Novantotto anni fa oggi, il 10 giugno 1924, a Roma, sul Lungotevere Arnaldo da Brescia veniva rapito, e ucciso, da mano fascista, Giacomo Matteotti, il cui corpo sarà ritrovato sessantasei giorni dopo, il 16 agosto, presso la Quartarella di Riano.

Ci sono avvenimenti, fatti ed episodi nella cronaca anche occasionale, non prevista, di una comunità, di una popolazione e di un Paese che hanno il sublime potere di rievocare, di rimandare il nastro del registratore del tempo indietro di decenni, quasi fino a far rivivere, nella sua interezza, compiuta o no che sia, nella mente di ognuno di noi periodi della storia che abbiamo vissuto e visto o letto e studiato, magari in qualche libro ingiallito anch’esso dal tempo o in qualche documentario o film d’annata trasmesso in sciupato bianco e nero, o più semplicemente sentito raccontare, probabilmente dai nostri avi in qualche occasione

Parlare del delitto Matteotti, a distanza di quasi 20 lustri, serve. Serve ancora. Parlarne è una doverosa sfida all’oblio. Una sorta di rimedio contro la miseria civile che tende a far scomparire ogni traccia della nostra memoria storica.

Giacomo Matteotti è uno dei personaggi più conosciuti e celebrati in Italia e nel mondo. Lo confermano le vie e le piazze a lui dedicate. Si pensi che nella classifica dei toponimi urbani più frequenti negli 8.100 Comuni d’Italia, Giacomo Matteotti occupa il settimo posto, con 3.292 citazioni.

Questo dato, elaborato da Rion su dati Seat/Pagine Gialle – insieme a quello secondo cui il nome di Matteotti è il primo in assoluto nella classifica relativa alle vittime di guerre e imprese patriottiche, di atti terroristici e azioni criminali – fa capire quanto il nome, la storia e le vicissitudini di questo personaggio fanno parte del patrimonio collettivo della nostra nazione

Del suo delitto hanno scritto poeti, scrittori e letterati, italiani e non.

In questa mia Itaca, in occasione di quest’anniversario, mi fa piacere riportare i versi con cui, alcune settimane dopo il delitto di Giacomo Matteotti, il poeta spagnolo Miguel de Unamuno, da Fuerteventura, isola subtropicale delle Canarie, dove questi viveva confinato, ha reso omaggio al leader antifascista:

«Sereno e solo, in riva all’Atlantico sonante, Unamuno saluta la grande ombra di Matteotti.
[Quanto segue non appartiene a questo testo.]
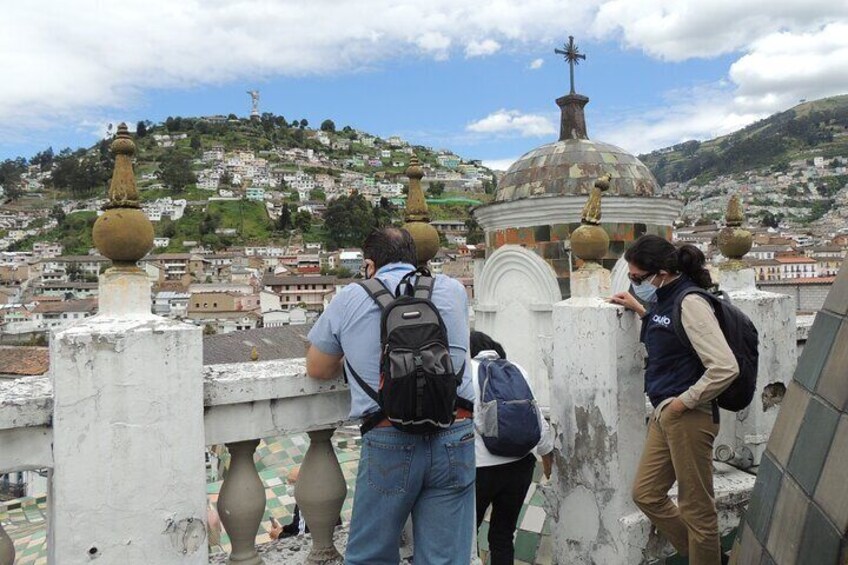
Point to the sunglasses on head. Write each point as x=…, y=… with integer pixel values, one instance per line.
x=639, y=279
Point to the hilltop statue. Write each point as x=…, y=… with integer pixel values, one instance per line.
x=254, y=98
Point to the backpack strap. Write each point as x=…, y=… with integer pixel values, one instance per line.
x=680, y=331
x=378, y=292
x=677, y=312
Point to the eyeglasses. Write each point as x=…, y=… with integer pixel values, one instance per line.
x=639, y=279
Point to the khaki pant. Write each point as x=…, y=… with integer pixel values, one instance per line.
x=680, y=447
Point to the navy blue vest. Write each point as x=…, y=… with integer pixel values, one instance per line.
x=672, y=367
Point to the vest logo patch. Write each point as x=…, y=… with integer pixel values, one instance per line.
x=664, y=321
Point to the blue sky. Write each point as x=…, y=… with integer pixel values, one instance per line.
x=476, y=77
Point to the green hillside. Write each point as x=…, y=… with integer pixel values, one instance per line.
x=169, y=162
x=819, y=127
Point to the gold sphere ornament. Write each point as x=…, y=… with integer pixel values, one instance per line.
x=123, y=233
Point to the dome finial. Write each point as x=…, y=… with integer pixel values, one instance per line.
x=590, y=241
x=733, y=241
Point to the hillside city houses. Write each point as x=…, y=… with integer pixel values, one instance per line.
x=267, y=285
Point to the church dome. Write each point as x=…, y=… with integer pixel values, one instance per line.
x=570, y=166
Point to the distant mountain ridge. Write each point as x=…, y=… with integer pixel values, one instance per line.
x=817, y=128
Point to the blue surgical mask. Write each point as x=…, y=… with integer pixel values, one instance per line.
x=645, y=291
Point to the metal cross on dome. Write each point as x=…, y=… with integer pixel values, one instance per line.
x=572, y=54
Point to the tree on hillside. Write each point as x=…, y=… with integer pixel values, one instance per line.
x=173, y=124
x=349, y=220
x=167, y=228
x=58, y=214
x=44, y=159
x=303, y=221
x=175, y=171
x=284, y=222
x=474, y=233
x=81, y=176
x=436, y=189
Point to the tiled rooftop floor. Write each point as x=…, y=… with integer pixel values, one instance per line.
x=26, y=524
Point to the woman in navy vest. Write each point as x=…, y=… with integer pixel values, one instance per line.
x=681, y=383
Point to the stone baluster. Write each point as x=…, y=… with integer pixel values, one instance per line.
x=128, y=481
x=242, y=503
x=743, y=436
x=320, y=493
x=7, y=548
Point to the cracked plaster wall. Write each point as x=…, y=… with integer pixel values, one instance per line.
x=129, y=475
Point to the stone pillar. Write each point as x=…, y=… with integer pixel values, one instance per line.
x=241, y=504
x=7, y=548
x=129, y=478
x=599, y=417
x=743, y=435
x=320, y=492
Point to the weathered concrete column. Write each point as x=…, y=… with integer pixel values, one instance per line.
x=128, y=482
x=320, y=492
x=743, y=435
x=241, y=503
x=599, y=418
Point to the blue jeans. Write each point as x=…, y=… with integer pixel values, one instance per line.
x=431, y=476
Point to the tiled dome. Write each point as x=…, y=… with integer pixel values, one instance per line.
x=570, y=167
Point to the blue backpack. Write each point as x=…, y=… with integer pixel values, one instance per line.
x=509, y=418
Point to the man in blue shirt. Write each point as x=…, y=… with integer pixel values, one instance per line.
x=430, y=476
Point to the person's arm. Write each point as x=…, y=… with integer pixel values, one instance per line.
x=628, y=301
x=545, y=448
x=705, y=335
x=324, y=356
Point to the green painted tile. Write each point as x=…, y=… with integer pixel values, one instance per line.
x=526, y=544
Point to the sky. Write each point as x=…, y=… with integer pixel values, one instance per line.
x=479, y=77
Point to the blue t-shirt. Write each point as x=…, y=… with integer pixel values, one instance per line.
x=350, y=326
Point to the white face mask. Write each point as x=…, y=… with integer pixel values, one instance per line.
x=645, y=291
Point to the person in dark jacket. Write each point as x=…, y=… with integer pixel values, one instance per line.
x=681, y=384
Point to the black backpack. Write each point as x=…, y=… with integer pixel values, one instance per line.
x=418, y=386
x=741, y=336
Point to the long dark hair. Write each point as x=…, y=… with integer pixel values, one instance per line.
x=482, y=342
x=389, y=245
x=653, y=254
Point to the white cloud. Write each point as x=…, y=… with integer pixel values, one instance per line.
x=75, y=61
x=482, y=48
x=505, y=122
x=676, y=30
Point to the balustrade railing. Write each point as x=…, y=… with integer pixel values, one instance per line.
x=243, y=402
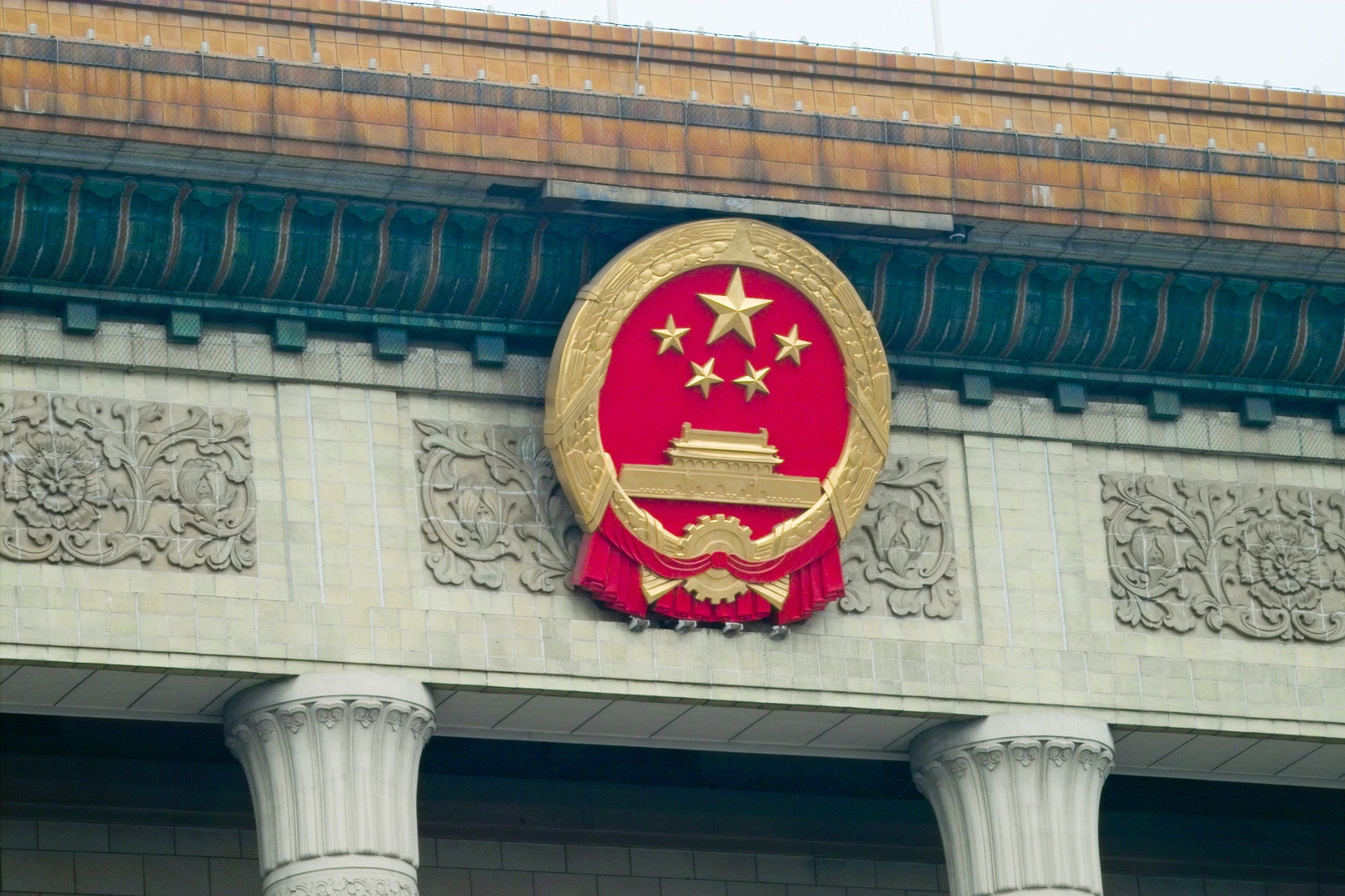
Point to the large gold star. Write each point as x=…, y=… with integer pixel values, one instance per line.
x=792, y=345
x=704, y=377
x=735, y=311
x=672, y=337
x=754, y=381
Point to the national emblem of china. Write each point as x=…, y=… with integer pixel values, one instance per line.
x=718, y=412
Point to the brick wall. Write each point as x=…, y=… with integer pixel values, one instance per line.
x=59, y=858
O mio fratello! Insieme ci ergemmo contro l’ignominia. Tu irrorasti del tuo nobil sangue l’inaridito cuore del popol tuo: e da quel cuore, dal tuo sangue, adesso fioriscono i virgulti imperituri. Tu sei l’Italia, o mio grande fratello… No, tu sei molto di più: sei la protesta dell’anima del mondo. Ave, fratello! La madre del tribuno spento oscenamente v’impone di rendere – poiché nessuno le renderà più mai il cuore del suo cuore –, o trogloditi, la dignità, la libertà, l’onore.»

Dignità, libertà e onore, appunto. Materie delicate per tempi alquanto bui.